Der Kragen war Cesnik geplatzt, weil sich der Angeklagte Richard P. wiederholt laut von der Anklagebank meldete. P. gilt als "Leitwolf" einiger der Männer, die mit ihm wegen zwei Vorfällen 2010 in einem Studentenlokal in Graz und beim Public Viewing der Fußball-WM vor Gericht stehen. Der Prozess unter dem Vorsitz von Richter Edmund Frei läuft - der Standard berichtete - seit Mai.
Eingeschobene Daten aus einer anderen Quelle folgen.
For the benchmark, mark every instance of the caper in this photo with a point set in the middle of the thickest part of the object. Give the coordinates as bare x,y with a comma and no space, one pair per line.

Einige der Männer wurden bereits wegen schwerer Körperverletzung bei denselben beiden Vorfällen - nicht rechtskräftig - von Frei verurteilt. Der zweite Prozess dürfte am Mittwoch zu Ende gehen.

 

Unter den zehn Männern ist auch der bekannte oststeirische Rechtsextreme Franz Radl, der 15 bis 20 Jahre älter als die anderen ist. Gemeinsam soll man mit Aufklebern und einer Homepage Werbung für den rechtskräftig verurteilten Holocaustleugner Gerd Honsik, mit dem Radl befreundet ist, gemacht haben.

 

Um Honsik, der wegen seines Alters (71) vorzeitig aus der Haft entlassen wurde und seinen Lebensabend in seiner Wahlheimat Spanien zubringen darf, wo er jetzt gegen sein Urteil und die Republik Österreich wettert, geht es in dem Grazer Verfahren nicht. Trotzdem wird er von den Angeklagten in Graz immer wieder zum Thema gemacht. P. wollte den Austausch eines Laienrichters, weil dieser angesichts der Balladen von Honsik an einem anderen Prozesstag bemerkt haben soll, dass Honsik "kein Dichter" sei. P. ortete deshalb Befangenheit und eine " politisch feindselige Gesinnung" bei dem Geschworenen. Frei lehnte den Antrag ab.

 

Radl wollte ein Buch Honsiks analysieren und beantragte hierfür erfolglos DÖW-Leiterin Brigitte Bailer-Galanda und ihren Vorgänger, Wolfgang Neugebauer, als Zeugen.

 

Die einzige Zeugin war am Montag eine Beamtin vom Bundesamt für Verfassungsschutz und Terrorismusbekämpfung, die 2011 Radls Telefon überwachte. Als sie den Saal betrat, zweifelte P. ihre Identität an. " Wollen'S vielleicht an Ausweis sehen?", fragte Frei entnervt.

 

Die Aussage der Beamtin und eine Präsentation von Screenshots durch Staatsanwalt Johannes Winklhofer bestätigten erneut, dass Radl und P. auch im Visier der Ermittler in der Causa der Neonazi-Site Alpen-Donau. info waren. Wegen der Seite stehen derzeit Gottfried Küssel und zwei weitere in Wien vor Gericht.